Co znajdziecie w parku: fontanny, ogródek restauracyjny, plac zabaw, siłownię plenerową, rzeźby ogrodowe, ogródek jordanowski
Największe plusy parku: ogródek jordanowski, piękna aleja kasztanowa
Park leży w centrum Mokotowa, tuż przy bardzo ruchliwej ulicy Puławskiej, a mimo to po wejściu na jego teren wcale tego miejskiego zgiełku nie słychać. Otaczają nas piękne drzewa, gdzieś w oddali szemrze fontanna. I pomyśleć, że w tym miejscu po wojnie w zasadzie nic nie istniało. Po powstaniu warszawskim cały park był doszczętnie zniszczony, większość drzew została wycięta, a na terenie parku powstał jeden z największych warszawskich czasowych cmentarzy. Po wojnie przystąpiono do kompleksowej rewitalizacji. W ramach rewitalizacji zmieniono przeznaczenie zachodniej części parku tworząc w niej ogródek jordanowski. Dzisiaj jedynym śladem po tragicznej historii wojennej jest pomnik „Mokotów Walczący”.
Atrakcje/ciekawe miejsca:
- Ogródek Jordanowski – idealne miejsce na spędzenie aktywnie czasu z dziećmi. W mokotowskim ogródku znajdziecie m.in.: plac zabaw, ściankę wspinaczkową, boisko do piłki nożnej i siatkówki, stoły do ping-ponga, szachy, piłkarzyki, hamaki i tor wrotkowo-rolkowy. Jednym słowem, wszystko co potrzebne do dobrej zabawy.
ŁAZIENKI KRÓLEWSKIE
Co znajdziecie w parku: zabytkowe pałace, budynki i pomniki, amfiteatr, teatr, muzea, stawy z mostkami, zabytkowy samochód Piłsudskiego, ogród chiński, zegary słoneczne, przejażdżki łodziami, kilka kawiarni, plac zabaw, hipodrom, pawie i ogromną liczbę wiewiórek 😉
Największe plusy parku: przepiękne założenie parkowe, bardzo klimatyczne i zadbane, z wieloma zabytkowymi obiektami; odbywające się w parku koncerty chopinowskie
Łazienek Królewskich nikomu reklamować nie trzeba. To z pewnością najpiękniejsze założenie parkowo-pałacowe w Warszawie. Nic dziwnego, zarówno układ parku, jak i same budowle projektowane były przez wybitnych architektów. Łazienki w formie, jaką znamy dzisiaj, powstały w większości w XVIII wieku. Dużo, dużo wcześniej, bo w XIII wieku w tych okolicach znajdował się gród Jazdów, od którego wzięła się historia Warszawy. Potem na tych terenach założono zwierzyniec, wybudowano dwór, aż wreszcie w XVII wieku powstał tutaj pałacyk dawniej nazywany Łazienką Królewską. Od tego obiektu (czyli dzisiejszego Pałacu na Wodzie) wzięło nazwę całe założenie parkowe. W XVIII wieku teren kupił król Stanisław August Poniatowski, który rozpoczął sukcesywne rozbudowywanie całej rezydencji. To królowi zawdzięczamy dzisiejszą formę parku.

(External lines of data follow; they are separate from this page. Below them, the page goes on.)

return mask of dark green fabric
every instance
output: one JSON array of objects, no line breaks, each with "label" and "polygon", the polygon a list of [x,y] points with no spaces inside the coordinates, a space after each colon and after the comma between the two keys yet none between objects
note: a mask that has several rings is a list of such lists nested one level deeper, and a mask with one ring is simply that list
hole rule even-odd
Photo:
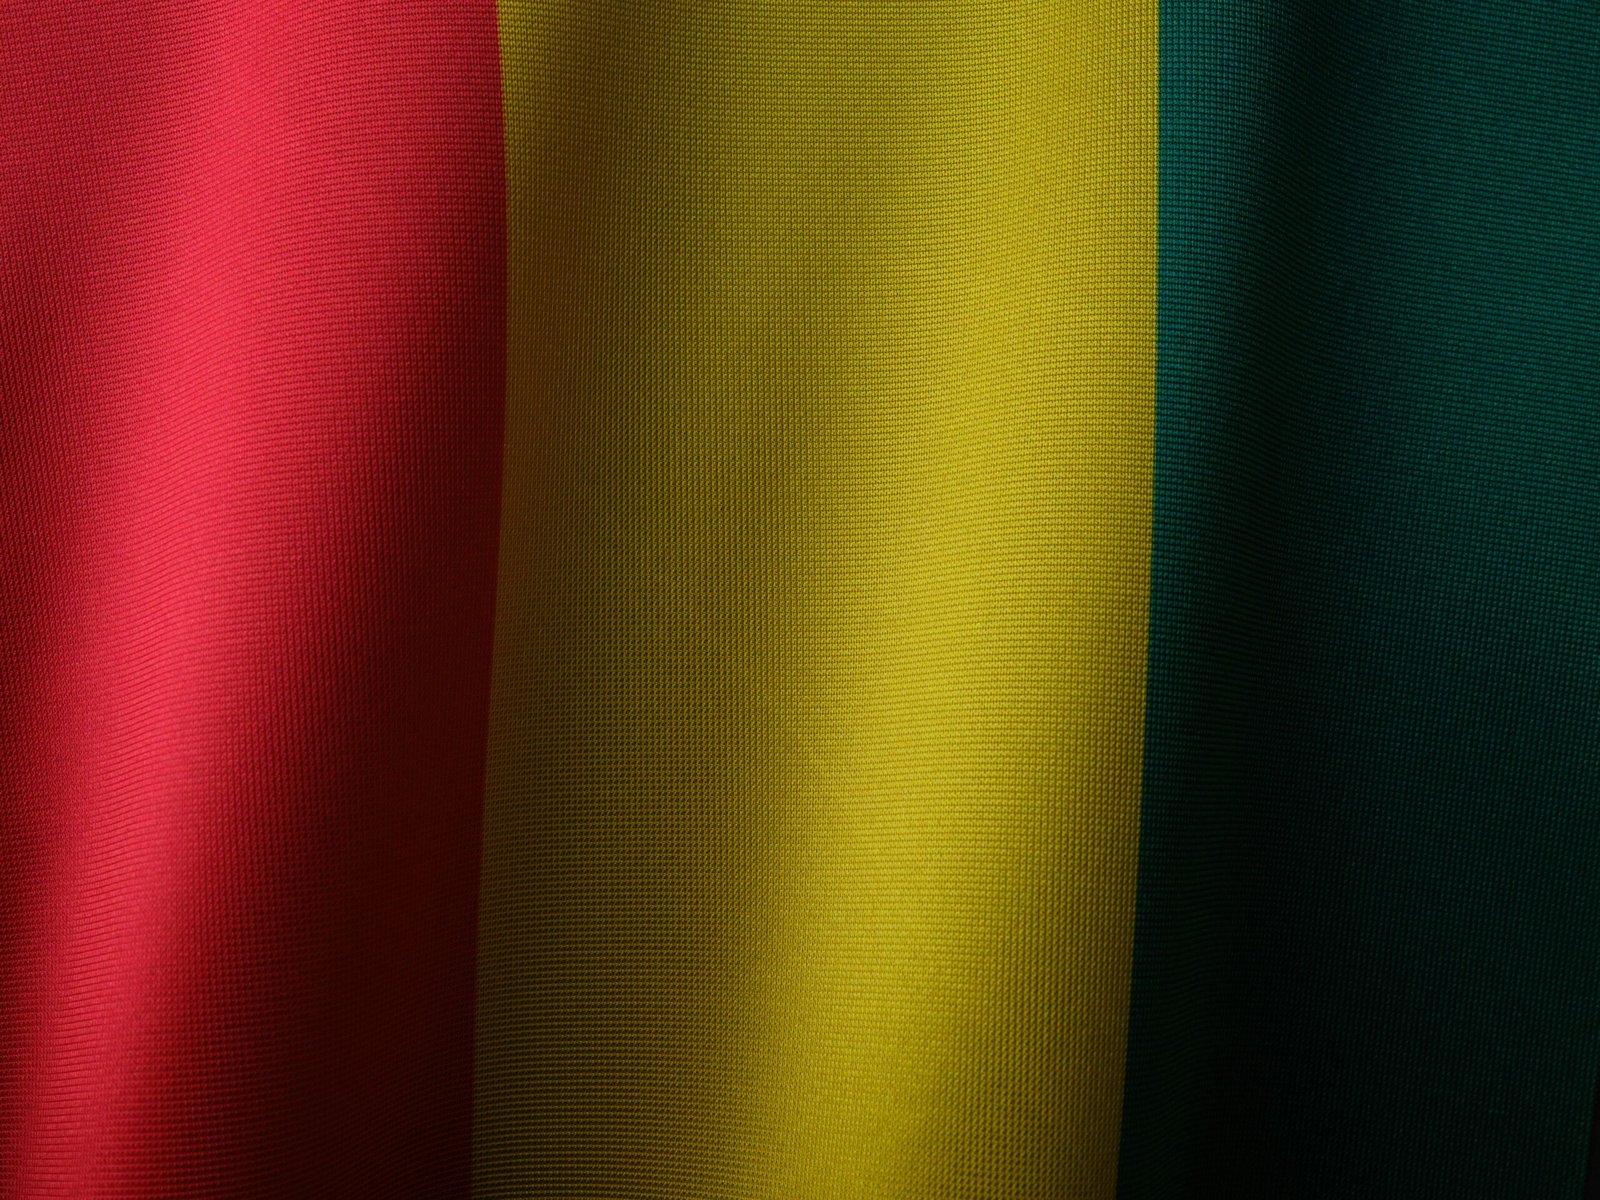
[{"label": "dark green fabric", "polygon": [[1580,1194],[1600,5],[1166,0],[1125,1197]]}]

Atrakcje/ciekawe miejsca: na terenie parku jest tak dużo ciekawych zabudowań, że mogłabym napisać o nich grubą książkę. 😉 Dlatego ograniczę się tylko do czterech, moim zdaniem najciekawszych.

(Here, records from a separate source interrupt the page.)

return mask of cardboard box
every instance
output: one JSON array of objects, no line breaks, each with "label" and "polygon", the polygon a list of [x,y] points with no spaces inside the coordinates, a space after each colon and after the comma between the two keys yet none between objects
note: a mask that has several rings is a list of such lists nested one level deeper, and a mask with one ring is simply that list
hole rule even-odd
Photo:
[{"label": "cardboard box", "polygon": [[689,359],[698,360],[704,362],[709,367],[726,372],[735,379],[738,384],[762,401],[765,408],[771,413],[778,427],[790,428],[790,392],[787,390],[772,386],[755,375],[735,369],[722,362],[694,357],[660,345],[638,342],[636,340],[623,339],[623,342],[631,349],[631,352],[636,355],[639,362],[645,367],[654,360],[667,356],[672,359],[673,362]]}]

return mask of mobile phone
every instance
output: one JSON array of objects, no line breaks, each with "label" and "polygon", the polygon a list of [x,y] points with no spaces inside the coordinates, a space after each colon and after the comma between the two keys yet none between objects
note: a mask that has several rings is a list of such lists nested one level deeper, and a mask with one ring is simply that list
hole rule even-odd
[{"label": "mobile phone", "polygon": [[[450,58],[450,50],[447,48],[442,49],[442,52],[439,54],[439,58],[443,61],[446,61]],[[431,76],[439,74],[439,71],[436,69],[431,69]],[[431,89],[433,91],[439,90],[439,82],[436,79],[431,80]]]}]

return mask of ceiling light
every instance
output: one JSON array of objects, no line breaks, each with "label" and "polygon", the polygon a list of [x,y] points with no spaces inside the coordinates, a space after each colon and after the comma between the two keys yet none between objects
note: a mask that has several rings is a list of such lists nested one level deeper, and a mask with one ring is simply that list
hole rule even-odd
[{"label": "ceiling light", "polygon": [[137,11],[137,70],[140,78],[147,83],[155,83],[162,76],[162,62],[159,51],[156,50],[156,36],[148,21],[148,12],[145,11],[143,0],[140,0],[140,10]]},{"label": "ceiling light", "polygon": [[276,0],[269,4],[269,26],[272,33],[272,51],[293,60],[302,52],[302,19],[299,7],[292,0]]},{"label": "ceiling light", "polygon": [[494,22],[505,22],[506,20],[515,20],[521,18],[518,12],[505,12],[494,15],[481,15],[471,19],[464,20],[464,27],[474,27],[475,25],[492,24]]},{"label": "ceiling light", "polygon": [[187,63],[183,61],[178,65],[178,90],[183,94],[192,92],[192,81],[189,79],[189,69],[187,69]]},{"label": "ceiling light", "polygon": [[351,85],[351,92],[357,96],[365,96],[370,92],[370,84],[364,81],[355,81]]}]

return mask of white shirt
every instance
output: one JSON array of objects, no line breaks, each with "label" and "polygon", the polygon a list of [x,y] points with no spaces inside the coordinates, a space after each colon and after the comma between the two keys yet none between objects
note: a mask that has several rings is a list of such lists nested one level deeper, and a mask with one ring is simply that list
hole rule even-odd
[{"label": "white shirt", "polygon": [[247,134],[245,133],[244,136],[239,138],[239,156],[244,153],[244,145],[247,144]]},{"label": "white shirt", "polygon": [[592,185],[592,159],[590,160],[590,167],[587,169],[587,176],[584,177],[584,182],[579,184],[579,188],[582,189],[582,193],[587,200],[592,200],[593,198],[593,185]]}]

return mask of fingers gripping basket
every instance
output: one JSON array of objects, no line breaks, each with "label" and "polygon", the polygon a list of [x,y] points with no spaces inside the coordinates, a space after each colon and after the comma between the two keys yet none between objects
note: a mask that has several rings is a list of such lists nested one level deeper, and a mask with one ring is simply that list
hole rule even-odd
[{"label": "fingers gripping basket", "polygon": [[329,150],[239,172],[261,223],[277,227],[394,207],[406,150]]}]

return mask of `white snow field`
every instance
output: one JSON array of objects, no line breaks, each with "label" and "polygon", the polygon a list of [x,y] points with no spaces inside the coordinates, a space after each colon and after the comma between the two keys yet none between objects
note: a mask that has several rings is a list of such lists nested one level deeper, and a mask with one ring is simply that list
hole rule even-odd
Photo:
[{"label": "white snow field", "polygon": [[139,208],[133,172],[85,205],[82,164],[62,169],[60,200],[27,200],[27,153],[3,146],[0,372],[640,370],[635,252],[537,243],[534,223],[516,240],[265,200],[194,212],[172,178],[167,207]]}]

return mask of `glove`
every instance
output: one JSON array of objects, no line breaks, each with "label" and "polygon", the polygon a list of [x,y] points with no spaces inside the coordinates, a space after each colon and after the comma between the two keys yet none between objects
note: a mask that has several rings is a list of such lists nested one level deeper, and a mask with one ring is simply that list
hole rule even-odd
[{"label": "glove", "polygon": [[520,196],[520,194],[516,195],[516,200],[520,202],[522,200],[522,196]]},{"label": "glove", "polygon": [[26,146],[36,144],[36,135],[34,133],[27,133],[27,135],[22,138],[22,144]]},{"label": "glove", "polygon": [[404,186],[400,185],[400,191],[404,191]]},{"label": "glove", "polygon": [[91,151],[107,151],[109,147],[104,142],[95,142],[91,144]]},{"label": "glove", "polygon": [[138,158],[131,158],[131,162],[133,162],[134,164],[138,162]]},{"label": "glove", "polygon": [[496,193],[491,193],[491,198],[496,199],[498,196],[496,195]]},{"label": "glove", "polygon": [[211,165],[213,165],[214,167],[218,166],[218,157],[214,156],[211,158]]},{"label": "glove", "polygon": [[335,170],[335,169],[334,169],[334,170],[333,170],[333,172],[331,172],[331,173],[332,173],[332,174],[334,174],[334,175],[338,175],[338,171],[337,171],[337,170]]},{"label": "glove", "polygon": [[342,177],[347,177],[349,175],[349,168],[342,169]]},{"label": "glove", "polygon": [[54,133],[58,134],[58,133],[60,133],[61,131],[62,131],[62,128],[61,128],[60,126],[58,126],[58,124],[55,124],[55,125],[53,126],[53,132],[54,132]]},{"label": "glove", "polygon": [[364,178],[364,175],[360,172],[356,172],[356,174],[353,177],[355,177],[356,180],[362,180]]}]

- Amfiteatr – powstał pod koniec XVIII wieku i od początku wyglądał jakby był trochę zburzony. Scena jest bowiem otoczona sztucznymi ruinami, które były modnym elementem architektonicznym w XVIII wieku. Taka dekoracja stwarzała widzom wrażenie, jakby przebywali w Grecji lub we Włoszech. W amfiteatrze mieści się około tysiąca widzów. Amfiteatr znajduje się w środkowej części parku, nieopodal Pałacu na Wodzie.

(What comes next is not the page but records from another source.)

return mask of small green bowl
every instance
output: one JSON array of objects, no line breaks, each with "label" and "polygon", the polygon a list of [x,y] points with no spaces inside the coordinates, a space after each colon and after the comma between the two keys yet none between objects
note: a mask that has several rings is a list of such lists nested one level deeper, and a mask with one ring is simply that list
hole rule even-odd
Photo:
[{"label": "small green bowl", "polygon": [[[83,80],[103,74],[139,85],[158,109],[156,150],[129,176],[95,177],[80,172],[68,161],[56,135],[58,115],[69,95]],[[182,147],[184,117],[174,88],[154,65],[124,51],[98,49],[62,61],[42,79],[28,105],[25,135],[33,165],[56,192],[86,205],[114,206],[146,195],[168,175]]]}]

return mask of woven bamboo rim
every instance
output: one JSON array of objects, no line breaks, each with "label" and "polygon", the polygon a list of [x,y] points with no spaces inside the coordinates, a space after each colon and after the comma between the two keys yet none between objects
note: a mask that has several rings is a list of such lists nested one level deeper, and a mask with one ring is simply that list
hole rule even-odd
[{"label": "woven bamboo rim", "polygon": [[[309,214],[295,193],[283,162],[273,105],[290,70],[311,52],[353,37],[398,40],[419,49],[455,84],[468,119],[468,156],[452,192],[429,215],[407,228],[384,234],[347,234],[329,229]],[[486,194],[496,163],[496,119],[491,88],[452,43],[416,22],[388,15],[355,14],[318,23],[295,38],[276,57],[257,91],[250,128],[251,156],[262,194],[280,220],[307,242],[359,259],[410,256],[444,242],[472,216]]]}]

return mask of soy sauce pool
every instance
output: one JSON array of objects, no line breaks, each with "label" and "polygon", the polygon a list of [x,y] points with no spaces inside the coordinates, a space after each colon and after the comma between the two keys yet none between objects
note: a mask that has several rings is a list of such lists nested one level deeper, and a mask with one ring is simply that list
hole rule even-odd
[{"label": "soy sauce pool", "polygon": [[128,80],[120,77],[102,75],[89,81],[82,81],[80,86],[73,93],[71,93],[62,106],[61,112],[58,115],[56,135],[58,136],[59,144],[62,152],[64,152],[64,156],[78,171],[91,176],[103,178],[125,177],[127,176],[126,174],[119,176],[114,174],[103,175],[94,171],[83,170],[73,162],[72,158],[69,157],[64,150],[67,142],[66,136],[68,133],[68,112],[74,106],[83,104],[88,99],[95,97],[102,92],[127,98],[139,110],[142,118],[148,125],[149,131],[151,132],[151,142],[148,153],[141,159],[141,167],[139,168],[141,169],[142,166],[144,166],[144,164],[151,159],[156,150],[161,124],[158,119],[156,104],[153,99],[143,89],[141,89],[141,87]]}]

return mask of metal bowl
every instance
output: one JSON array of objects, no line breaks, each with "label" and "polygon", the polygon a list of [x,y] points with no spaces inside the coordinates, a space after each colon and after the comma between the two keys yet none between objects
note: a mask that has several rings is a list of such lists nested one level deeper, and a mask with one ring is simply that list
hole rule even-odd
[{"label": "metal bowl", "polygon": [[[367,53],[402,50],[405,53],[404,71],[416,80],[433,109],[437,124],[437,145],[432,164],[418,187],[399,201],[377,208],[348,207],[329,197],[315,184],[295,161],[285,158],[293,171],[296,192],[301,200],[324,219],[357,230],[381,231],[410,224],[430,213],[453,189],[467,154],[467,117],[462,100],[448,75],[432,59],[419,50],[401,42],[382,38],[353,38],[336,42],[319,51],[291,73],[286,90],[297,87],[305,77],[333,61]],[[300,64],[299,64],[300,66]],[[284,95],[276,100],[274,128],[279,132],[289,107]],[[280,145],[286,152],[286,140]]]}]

- Stara Oranżeria/Teatr Królewski – większość z Was wie pewnie, że w tym budynku mieści się oranżeria (służąca do przechowywania zimą egzotycznych drzewek), ale pewnie nie każdy zdaje sobie sprawę, że w tym budynku ukryty jest jeszcze jeden, sporych rozmiarów obiekt. We wschodnim skrzydle budynku mieści się unikatowy, XVIII-wieczny teatr dworski, który jakimś cudem przetrwał wojnę. Jeśli chcielibyście odwiedzić teatr, to od kilku miesięcy jest taka możliwość – wystarczy wybrać się na spektakl Polskiej Opery Królewskiej. Stara Oranżeria znajduje się w północnej części parku, tuż przy zejściu ze skarpy, na wysokości Ogrodu Botanicznego UW.
- Świątynia Sybilli – ten budynek chciałam wam pokazać z dwóch powodów. Po pierwsze ze względu na materiał, z którego świątynia została zbudowana. Jeśli staniecie przed budynkiem będziecie pewni, że jego ściany są zbudowane z kamienia lub otynkowanej cegły. Wystarczy jednak popukać w ścianę i okazuje się, że budulcem jest drewno. Aż nie chce się wierzyć, że drewniany budynek przetrwał wojnę. Drugi powód to postawiony niedawno „Omfalos” stojący obok świątyni (możecie go zobaczyć w poniższej galerii). Omfalos to półokrągły kamień, znajdujący się w Delfach, który przez starożytnych Greków uznawany był za pępek świata. Wygląda na to, że od niedawna centrum świata jest w warszawskich Łazienkach. 😉 Świątynia znajduje się tuż przy zejściu ze skarpy, na wysokości pomnika Chopina.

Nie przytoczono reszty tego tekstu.